Implementation of NÜWA, state of the art attention network for text to video synthesis, in Pytorch. It may also contain an extension into video and audio, using a dual decoder approach.
$ pip install nuwa-pytorch
First train the VAE
import torch
from nuwa_pytorch import VQGanVAE
vae = VQGanVAE(
dim = 512,
channels = 3, # default is 3, but can be changed to any value for the training of the segmentation masks (sketches)
image_size = 256, # image size
num_layers = 4, # number of downsampling layers
num_resnet_blocks = 2, # number of resnet blocks
vq_codebook_size = 8192, # codebook size
vq_decay = 0.8 # codebook exponential decay
)
imgs = torch.randn(10, 3, 256, 256)
# alternate learning for autoencoder ...
loss = vae(imgs, return_loss = True)
loss.backward()
# and the discriminator ...
discr_loss = vae(imgs, return_discr_loss = True)
discr_loss.backward()
# do above for many steps
# return reconstructed images and make sure they look ok
recon_imgs = vae(imgs)
Then, with your learned VAE
import torch
from nuwa_pytorch import NUWA, VQGanVAE
# autoencoder
vae = VQGanVAE(
dim = 512,
num_layers = 4,
image_size = 256,
num_resnet_blocks = 2,
vq_codebook_size = 8192
)
# NUWA transformer
nuwa = NUWA(
vae = vae,
dim = 512,
text_num_tokens = 20000, # number of text tokens
text_enc_depth = 12, # text encoder depth
text_enc_heads = 8, # number of attention heads for encoder
text_max_seq_len = 256, # max sequence length of text conditioning tokens (keep at 256 as in paper, or shorter, if your text is not that long)
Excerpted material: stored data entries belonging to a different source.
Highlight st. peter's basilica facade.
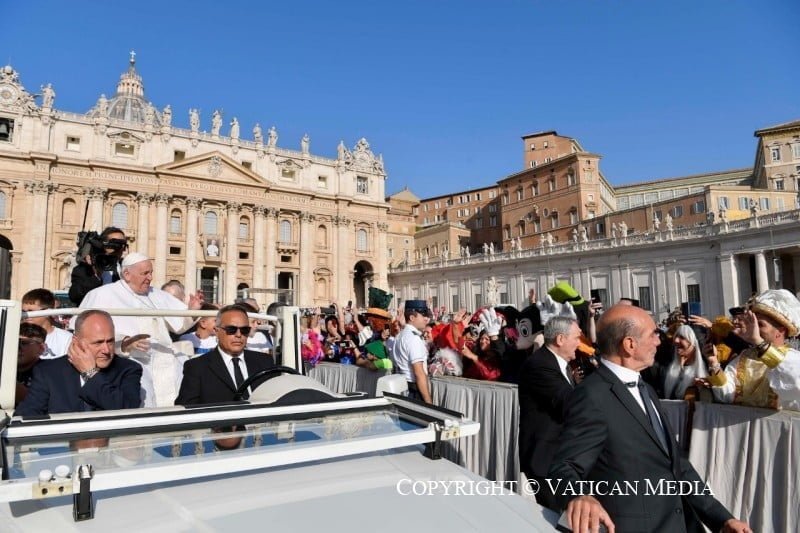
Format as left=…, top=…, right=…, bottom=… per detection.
left=0, top=55, right=390, bottom=307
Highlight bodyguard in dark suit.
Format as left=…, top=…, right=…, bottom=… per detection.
left=518, top=316, right=582, bottom=511
left=16, top=310, right=143, bottom=416
left=175, top=305, right=275, bottom=406
left=548, top=305, right=750, bottom=533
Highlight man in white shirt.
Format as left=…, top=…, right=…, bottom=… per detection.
left=78, top=253, right=204, bottom=407
left=392, top=300, right=432, bottom=403
left=548, top=305, right=750, bottom=533
left=21, top=288, right=73, bottom=359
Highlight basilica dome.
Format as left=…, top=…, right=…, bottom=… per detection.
left=88, top=52, right=160, bottom=126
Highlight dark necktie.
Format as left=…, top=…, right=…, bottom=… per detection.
left=232, top=357, right=247, bottom=399
left=636, top=379, right=669, bottom=453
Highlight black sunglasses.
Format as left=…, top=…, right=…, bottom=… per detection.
left=217, top=325, right=252, bottom=336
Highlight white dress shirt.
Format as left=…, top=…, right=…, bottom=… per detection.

max_video_frames = 10, # number of video frames
image_size = 256, # size of each frame of video
dec_depth = 64, # video decoder depth
dec_heads = 8, # number of attention heads in decoder
dec_reversible = True, # reversible networks - from reformer, decoupling memory usage from depth
enc_reversible = True, # reversible encoders, if you need it
attn_dropout = 0.05, # dropout for attention
ff_dropout = 0.05, # dropout for feedforward
sparse_3dna_kernel_size = (5, 3, 3), # kernel size of the sparse 3dna attention. can be a single value for frame, height, width, or different values (to simulate axial attention, etc)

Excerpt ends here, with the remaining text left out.